Une biscuiterie reconvertie
Tout au long du XXe siècle, on y fabriquait des Petit-Beurre et des Paille d’Or. Aujourd’hui, le bâtiment, flanqué de sa tour de 35 mètres, abrite le lieu unique. L’annexe Ferdinand-Favre est l’une des dernières empreintes architecturales des usines LU, un empire industriel érigé en 1886 par une dynastie de pâtissiers, les Lefèvre-Utile.
La démolition du site LU débute en 1974 ; elle n’épargne qu’une tour décapitée et l’annexe Ferdinand-Favre… qui se découvre vite une nouvelle vocation. Les grands espaces désaffectés s’offrent aux besoins de chacun : l’ancienne biscuiterie devient squat culturel. En 1994, elle accueille la quatrième édition du festival Les Allumées. Porté par le CRDC (Centre de Recherche pour le Développement Culturel), scène nationale (et nomade) de Nantes, ce festival accueille pendant six nuits des artistes de grandes villes du monde : Barcelone, Saint-Pétersbourg, Buenos-Aires, Naples, Le Caire… À cette occasion, métamorphosée en un véritable “souk”, la friche revivra durant plusieurs nuits dans l’atmosphère chaude d’Egypte.
L’inauguration d’un lieu unique
Jean Blaise, directeur du CRDC, souhaite s’installer durablement sur le site. Il soumet un projet culturel à Jean-Marc Ayrault, le maire de Nantes : il s’agit de créer un lieu où la vie côtoie spontanément l’art, dans ses formes les plus contemporaines, voire “dérangeantes”. Provoquer la rencontre, le frottement des genres, redonner au lieu sa dimension poétique et conviviale, pousser à la curiosité. Inclure des espaces de services (bar, restaurant, librairie, crèche, hammam). Telles sont les aspirations des futurs occupants de l’usine.

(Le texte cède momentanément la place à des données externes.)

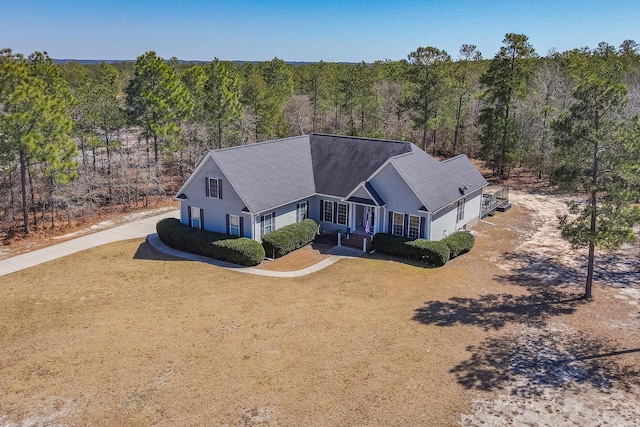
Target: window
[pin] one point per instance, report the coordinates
(461, 210)
(234, 225)
(195, 217)
(398, 224)
(302, 211)
(414, 227)
(267, 223)
(343, 213)
(327, 211)
(214, 188)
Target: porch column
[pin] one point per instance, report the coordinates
(352, 217)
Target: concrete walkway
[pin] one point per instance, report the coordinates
(132, 230)
(155, 241)
(147, 228)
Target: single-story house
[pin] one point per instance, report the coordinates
(361, 184)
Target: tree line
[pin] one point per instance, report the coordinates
(76, 137)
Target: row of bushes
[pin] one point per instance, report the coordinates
(431, 252)
(248, 252)
(237, 250)
(289, 238)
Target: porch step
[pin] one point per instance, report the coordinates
(355, 241)
(504, 207)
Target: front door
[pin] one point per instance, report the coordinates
(369, 219)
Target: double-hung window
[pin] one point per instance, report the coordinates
(414, 227)
(267, 223)
(461, 210)
(302, 211)
(327, 211)
(343, 213)
(234, 225)
(213, 187)
(195, 217)
(398, 224)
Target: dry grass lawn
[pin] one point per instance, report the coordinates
(123, 335)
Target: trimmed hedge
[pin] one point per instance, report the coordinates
(280, 242)
(459, 243)
(237, 250)
(433, 253)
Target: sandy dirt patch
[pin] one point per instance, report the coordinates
(124, 335)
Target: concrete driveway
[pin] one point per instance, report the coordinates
(132, 230)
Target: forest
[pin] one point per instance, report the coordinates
(77, 138)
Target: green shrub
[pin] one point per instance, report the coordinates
(432, 253)
(289, 238)
(237, 250)
(459, 243)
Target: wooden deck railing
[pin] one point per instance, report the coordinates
(493, 200)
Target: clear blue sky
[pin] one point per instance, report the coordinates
(334, 30)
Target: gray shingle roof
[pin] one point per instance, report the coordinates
(269, 174)
(273, 173)
(340, 163)
(438, 184)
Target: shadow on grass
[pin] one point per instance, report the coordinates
(494, 311)
(147, 252)
(534, 360)
(540, 272)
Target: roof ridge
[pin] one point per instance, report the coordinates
(454, 157)
(235, 147)
(363, 138)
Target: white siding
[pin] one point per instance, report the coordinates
(471, 209)
(362, 193)
(215, 210)
(285, 215)
(446, 221)
(325, 226)
(395, 191)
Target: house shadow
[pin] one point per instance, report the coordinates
(494, 311)
(530, 362)
(535, 358)
(537, 272)
(147, 252)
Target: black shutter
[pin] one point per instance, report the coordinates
(405, 225)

Convaincue, la ville rachète l’annexe Ferdinand-Favre en 1995. Déclarée site protégé, la friche industrielle échappe de justesse à la démolition et accueille de nouvelles manifestations culturelles du CRDC comme Trafics : Marché de l’art et trafic de spectacles en juin 1996, Cuisines et Performances en juin 1997, et Fin de Siècle : Johannesburg en octobre 1997 ou New York en 1998. La tour LU est reconstruite, l’usine est réhabilitée par Patrick Bouchain dans le respect de l’identité industrielle du site. Il en résulte une alchimie particulière, issue du mélange architectural de l’ancien et du nouveau. Le lieu unique, en vertu de sa configuration et de son esthétique, apparaît comme un espace alternatif mêlant les arts aux espaces sociaux.
Jean Blaise et toute son équipe inaugurent le lieu unique le 30 décembre 1999 lors du festival Fin de Siècle à Nantes. Cette ouverture est d’abord placée sous le signe du Grenier du Siècle : une double paroi extérieure est conçue par Patrick Bouchain pour recevoir une importante collection d’objets hétéroclites, dons de la population.

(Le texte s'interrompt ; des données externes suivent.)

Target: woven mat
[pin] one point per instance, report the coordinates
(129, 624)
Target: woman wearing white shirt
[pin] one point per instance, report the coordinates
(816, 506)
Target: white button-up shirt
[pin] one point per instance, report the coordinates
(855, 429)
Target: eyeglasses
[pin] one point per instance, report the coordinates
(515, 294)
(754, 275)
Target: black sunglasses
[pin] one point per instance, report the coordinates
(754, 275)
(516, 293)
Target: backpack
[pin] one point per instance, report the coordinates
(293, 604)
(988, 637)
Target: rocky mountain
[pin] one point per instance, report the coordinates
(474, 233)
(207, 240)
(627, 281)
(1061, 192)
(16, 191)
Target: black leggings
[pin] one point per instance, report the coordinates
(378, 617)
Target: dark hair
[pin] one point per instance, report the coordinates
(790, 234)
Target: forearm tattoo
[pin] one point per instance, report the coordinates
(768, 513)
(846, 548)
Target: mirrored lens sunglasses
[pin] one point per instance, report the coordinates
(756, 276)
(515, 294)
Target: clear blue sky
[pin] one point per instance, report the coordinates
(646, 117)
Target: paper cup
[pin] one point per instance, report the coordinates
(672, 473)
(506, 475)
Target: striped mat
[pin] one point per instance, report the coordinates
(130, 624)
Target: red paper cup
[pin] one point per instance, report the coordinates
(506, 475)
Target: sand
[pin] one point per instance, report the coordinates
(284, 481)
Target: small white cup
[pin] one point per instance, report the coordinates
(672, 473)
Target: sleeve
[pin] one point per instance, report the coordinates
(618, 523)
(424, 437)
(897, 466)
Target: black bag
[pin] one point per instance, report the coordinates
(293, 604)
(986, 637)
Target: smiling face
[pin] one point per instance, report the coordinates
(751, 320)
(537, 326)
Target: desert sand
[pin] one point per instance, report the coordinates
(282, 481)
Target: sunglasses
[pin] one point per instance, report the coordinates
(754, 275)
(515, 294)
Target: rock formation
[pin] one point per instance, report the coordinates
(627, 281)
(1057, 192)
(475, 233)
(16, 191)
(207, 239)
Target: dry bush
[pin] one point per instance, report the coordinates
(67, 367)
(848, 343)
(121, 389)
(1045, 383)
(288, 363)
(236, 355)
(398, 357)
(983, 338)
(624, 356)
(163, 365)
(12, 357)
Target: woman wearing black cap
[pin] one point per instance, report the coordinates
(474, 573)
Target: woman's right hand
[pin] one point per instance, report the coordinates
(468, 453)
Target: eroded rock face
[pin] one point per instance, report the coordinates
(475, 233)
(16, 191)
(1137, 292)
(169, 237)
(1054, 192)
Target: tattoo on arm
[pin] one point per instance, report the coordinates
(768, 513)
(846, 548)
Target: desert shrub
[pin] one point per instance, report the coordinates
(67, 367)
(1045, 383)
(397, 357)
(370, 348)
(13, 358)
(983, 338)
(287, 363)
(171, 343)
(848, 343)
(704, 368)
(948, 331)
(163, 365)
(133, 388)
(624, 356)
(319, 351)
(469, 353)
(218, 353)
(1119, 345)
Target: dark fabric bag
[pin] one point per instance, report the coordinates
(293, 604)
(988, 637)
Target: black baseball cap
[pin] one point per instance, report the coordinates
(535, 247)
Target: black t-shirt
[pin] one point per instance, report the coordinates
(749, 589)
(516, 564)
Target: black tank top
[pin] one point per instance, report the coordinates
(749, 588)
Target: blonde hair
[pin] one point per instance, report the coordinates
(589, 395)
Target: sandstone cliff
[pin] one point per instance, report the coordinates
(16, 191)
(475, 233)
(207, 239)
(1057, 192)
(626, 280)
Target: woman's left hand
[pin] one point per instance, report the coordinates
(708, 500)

“Mis en conserve” dans des boîtes en métal, ils vont séjourner un siècle entier dans le Grenier, qui ne s’ouvrira que le premier janvier 2100 à 17h précises. Photo, poupée, lettre d’amour, téléphone portable, vieille TSF : les objets de 11 855 citoyens sont ainsi scellés, contribuant à l’élaboration d’une mémoire géante pour les générations futures.